Monday, October 28, 2013

Reaching of Maturity



In the short story, “Indian Camp,” by Ernest Hemingway, the point of the story revolves around the birth, the successful operation, and the suicide. However, I think that the main point of it was the steps toward reaching of maturity. In the story, Nick’s father is called to an Indian camp to treat a lady who has been having trouble giving birth for the past two days. On his travel, he takes Nick and Uncle George along with him. When they arrived at the Indian camp, Nick’s father delivers the baby safely. However, then everyone sees the woman’s husband—he has committed suicide because he couldn’t take his wife’s screaming. Nick’s father tells Uncle George to take Nick out of the hut. On the way back, Nick is curious and asks a lot of questions about the childbirth and the suicide, however, his father didn’t have answers for. While assisting his father, Nick lost his innocence as the events of birth and death unfolds before his eyes.   
As the story begins, Nick is still a boy—naïve and needing the protection and comfort of his father. This is evident as they get in the rowboats: “Nick lay back with his father’s arm around him” (page 292). The conversation that follows also shows Nick as child and his father as the authority figure: “‘Where are we going, Dad?’ Nick asked. ‘Over to the Indian Camp. There is an Indian lady very sick.’ `Oh,’ said Nick” (page 292). They arrive at the camp and find the woman inside who was has been having trouble giving birth. During this part, this is the first scene where we see the child pulling away from the parent. “‘This woman is going to have a baby, Nick,’ he said. ‘I know’ said Nick. ‘You don’t know,’ said his father (page 293).

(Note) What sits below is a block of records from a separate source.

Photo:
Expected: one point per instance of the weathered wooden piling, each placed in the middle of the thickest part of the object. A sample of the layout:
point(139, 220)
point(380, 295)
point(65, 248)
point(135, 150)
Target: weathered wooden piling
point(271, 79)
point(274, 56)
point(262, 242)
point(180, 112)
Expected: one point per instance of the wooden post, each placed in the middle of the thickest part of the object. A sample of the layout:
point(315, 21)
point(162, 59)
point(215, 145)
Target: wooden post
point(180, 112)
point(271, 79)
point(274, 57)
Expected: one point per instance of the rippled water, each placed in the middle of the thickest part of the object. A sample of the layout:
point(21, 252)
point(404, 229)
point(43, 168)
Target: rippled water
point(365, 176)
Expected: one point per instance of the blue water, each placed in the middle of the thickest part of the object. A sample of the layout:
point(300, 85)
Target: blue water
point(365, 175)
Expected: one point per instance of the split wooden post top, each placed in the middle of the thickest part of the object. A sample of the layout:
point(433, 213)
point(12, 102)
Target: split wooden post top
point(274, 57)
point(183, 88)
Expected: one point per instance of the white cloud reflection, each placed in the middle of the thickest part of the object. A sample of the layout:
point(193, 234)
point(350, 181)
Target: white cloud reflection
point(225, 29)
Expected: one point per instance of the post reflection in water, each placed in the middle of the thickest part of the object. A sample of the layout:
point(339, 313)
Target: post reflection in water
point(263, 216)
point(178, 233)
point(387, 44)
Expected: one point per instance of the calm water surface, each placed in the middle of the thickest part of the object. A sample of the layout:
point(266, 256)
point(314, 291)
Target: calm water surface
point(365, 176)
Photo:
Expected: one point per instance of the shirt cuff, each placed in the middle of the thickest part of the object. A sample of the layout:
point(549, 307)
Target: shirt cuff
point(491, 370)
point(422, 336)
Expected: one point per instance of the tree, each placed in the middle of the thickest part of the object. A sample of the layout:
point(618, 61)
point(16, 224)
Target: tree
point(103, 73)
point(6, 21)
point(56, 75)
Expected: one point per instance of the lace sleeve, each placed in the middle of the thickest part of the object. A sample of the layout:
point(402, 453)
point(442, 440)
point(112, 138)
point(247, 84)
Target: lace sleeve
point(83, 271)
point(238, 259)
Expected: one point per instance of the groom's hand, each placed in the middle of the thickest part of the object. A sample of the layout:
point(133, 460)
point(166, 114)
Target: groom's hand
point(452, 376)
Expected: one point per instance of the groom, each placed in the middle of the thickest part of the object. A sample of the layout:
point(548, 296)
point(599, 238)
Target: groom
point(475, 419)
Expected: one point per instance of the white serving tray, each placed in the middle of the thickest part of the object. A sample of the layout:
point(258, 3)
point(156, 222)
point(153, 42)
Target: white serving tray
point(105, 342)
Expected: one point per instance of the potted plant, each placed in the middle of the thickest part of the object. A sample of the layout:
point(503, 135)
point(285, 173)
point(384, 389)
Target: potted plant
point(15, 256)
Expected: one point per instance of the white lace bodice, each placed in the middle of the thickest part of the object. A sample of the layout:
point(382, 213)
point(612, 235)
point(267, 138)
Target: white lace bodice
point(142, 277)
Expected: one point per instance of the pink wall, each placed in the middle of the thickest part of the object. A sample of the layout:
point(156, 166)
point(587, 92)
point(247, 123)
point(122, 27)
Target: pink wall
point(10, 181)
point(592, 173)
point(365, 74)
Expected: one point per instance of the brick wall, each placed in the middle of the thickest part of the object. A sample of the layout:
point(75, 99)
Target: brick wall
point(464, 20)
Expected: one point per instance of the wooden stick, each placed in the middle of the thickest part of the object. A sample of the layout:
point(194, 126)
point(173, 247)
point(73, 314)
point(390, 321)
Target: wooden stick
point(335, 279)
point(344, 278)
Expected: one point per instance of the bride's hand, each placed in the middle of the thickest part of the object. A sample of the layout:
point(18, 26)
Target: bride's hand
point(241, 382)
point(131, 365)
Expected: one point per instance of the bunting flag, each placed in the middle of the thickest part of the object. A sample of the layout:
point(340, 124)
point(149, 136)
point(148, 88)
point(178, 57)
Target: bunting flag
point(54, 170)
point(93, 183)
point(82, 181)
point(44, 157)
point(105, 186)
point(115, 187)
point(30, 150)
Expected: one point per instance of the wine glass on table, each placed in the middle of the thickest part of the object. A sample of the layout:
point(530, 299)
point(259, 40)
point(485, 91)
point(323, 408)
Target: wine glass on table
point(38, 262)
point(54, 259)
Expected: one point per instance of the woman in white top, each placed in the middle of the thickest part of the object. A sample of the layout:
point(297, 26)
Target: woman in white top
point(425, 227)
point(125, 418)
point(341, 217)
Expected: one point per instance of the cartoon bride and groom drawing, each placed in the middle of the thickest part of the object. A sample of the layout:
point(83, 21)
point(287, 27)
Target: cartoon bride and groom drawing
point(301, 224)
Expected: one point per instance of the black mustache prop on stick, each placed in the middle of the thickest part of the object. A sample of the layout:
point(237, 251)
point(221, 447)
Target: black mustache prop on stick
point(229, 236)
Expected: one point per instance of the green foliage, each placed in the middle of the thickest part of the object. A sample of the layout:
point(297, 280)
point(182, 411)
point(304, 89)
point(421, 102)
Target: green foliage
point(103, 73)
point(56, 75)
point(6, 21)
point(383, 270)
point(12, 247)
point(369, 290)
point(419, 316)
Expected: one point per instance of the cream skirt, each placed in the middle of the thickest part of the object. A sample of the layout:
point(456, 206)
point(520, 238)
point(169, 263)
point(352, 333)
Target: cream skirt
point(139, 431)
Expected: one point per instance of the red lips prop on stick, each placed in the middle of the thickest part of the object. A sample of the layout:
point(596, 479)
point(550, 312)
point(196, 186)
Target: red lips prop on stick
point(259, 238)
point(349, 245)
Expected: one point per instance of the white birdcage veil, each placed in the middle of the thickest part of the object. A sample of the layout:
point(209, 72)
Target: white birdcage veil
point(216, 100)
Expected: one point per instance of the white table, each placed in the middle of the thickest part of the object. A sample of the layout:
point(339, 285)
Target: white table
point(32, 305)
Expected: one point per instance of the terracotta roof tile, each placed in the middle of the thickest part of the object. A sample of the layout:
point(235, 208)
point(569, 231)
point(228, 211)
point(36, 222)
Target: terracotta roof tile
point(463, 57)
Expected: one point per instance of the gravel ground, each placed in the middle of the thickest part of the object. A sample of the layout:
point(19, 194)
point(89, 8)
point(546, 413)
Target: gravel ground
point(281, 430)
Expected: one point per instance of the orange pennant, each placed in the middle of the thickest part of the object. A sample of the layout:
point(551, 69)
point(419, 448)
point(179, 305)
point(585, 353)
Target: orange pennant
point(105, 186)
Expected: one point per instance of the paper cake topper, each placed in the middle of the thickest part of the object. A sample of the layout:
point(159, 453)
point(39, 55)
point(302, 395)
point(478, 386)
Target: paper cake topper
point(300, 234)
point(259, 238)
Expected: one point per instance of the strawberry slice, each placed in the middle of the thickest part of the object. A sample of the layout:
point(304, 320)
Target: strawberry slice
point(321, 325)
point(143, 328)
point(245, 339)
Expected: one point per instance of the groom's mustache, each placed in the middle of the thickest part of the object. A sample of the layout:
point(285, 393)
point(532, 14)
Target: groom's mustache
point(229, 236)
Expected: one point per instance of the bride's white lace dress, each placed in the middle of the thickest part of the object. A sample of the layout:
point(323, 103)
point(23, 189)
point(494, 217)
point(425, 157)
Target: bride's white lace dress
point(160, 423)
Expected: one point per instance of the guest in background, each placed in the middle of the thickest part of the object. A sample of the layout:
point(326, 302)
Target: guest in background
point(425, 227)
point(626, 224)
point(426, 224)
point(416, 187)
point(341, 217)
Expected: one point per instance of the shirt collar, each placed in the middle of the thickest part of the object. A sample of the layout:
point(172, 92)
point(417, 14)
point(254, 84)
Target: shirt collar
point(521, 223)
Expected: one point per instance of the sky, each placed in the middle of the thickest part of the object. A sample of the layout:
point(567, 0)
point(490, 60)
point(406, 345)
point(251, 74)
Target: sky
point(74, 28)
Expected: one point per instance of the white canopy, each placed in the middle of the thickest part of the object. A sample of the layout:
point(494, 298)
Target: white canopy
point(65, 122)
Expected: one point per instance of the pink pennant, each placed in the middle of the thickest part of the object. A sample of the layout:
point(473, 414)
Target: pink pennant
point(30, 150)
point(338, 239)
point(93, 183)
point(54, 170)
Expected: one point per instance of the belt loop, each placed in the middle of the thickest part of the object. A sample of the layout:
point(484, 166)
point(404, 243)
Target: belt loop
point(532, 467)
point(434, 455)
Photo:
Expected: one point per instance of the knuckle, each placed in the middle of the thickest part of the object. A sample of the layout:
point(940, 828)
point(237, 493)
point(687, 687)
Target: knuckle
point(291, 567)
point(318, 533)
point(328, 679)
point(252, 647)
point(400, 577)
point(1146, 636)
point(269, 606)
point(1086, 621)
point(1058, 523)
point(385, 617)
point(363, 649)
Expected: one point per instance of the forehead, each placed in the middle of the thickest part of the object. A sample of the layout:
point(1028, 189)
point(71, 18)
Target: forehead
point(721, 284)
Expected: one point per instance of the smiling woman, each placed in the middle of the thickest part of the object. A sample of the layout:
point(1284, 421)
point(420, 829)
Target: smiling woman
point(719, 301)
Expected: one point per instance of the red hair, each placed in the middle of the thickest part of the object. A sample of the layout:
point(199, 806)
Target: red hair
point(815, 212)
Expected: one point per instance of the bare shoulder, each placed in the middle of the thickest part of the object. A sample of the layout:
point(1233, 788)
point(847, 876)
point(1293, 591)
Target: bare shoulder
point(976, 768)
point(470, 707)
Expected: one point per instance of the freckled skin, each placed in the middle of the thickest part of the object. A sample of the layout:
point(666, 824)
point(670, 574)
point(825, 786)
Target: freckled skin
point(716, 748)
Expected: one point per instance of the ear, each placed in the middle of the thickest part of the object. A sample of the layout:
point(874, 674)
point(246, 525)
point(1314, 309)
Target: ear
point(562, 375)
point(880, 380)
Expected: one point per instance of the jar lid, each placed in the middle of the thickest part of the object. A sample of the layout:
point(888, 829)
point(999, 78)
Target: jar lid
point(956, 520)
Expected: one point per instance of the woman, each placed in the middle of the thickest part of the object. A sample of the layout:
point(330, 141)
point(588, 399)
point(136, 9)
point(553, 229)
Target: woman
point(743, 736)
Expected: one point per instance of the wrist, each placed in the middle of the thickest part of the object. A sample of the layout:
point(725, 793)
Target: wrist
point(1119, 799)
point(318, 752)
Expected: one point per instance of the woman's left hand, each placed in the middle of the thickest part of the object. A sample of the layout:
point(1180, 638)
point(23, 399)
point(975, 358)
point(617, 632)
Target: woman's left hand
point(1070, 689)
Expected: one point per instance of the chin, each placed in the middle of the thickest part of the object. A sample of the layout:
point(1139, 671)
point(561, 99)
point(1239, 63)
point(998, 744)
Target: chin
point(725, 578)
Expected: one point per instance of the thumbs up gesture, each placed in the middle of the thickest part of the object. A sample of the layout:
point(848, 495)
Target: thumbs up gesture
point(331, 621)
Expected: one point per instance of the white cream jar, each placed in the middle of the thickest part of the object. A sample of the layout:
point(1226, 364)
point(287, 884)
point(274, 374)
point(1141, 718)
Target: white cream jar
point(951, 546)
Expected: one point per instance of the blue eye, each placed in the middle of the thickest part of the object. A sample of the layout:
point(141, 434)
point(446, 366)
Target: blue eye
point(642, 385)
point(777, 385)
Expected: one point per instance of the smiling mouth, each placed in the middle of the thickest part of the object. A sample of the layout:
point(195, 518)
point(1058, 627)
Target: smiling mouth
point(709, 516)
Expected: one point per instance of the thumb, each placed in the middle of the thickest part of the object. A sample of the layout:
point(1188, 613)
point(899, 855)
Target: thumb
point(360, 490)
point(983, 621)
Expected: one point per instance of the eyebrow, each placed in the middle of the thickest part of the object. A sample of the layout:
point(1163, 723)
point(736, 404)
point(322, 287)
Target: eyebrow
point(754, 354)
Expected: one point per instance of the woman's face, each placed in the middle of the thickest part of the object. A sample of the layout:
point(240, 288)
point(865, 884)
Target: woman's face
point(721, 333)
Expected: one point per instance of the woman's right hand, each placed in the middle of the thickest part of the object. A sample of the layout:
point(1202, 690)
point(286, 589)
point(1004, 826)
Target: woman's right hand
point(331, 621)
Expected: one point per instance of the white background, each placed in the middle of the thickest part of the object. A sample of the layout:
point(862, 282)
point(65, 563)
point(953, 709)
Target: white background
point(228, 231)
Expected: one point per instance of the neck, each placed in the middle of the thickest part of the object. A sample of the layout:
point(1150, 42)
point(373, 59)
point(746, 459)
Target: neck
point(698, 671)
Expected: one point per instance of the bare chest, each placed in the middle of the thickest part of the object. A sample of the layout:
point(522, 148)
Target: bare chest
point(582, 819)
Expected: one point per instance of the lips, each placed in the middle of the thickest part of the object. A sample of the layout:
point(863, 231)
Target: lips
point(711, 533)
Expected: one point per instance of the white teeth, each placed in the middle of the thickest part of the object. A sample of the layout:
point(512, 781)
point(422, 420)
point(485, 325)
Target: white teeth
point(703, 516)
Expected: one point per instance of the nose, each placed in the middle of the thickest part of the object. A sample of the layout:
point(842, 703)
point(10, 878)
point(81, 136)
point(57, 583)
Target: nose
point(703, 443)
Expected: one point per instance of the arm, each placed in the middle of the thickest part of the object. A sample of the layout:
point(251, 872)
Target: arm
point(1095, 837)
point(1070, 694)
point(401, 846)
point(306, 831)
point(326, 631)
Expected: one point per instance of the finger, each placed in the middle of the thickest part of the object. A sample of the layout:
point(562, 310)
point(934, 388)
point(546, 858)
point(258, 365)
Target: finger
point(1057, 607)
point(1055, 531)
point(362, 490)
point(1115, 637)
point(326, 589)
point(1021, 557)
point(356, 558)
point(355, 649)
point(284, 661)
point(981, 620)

Seeing his father being the doctor was a turning point between father and son as Nick rebels against his father’s attitude and behavior to the Indian woman.
Nick assists his father in the operation by holding a basin of water (page 293). When Nick’s father delivers the baby, he orders Nick to look at it, but Nick disobeys and looks elsewhere “so as not to see what his father was doing (page 294).” His father continues his narrative of the operation asking his son several times to watch as he closes the incision. Afterwards, When Nick’s father checks on the Indian husband, he reveals the man’s dead (page 294). The Indian husband killed himself during the delivery. His father orders Uncle George to take Nick out of the shanty so he won’t see, but this time Nick defies his father and looks. Father and son return to the shore and the rowboat, and the father apologizes to the son for bringing him along.
At this point, the father no longer has all the answers. Nick takes over the conversation by asking his father several pointed and probing questions that he wasn’t able to find answers for. When Nick wants to know if dying is hard, he provides an answer that Nick later rejects: “No, I think it’s pretty easy, Nick. It all depends.” Father and son climb back into the rowboat. This time Nick sits in the stern away from his father. He has removed himself both physically and emotionally. Dragging his hand in the tepid lake water, Nick defies his father for the last time in the story by boldly believing that he will never die.
Through witnessing birth and death, there’s been a lost and a gain—a lost in innocence, but a gain in maturity. What’s been lost can never be gain back, but instead, build on from it and continue with life.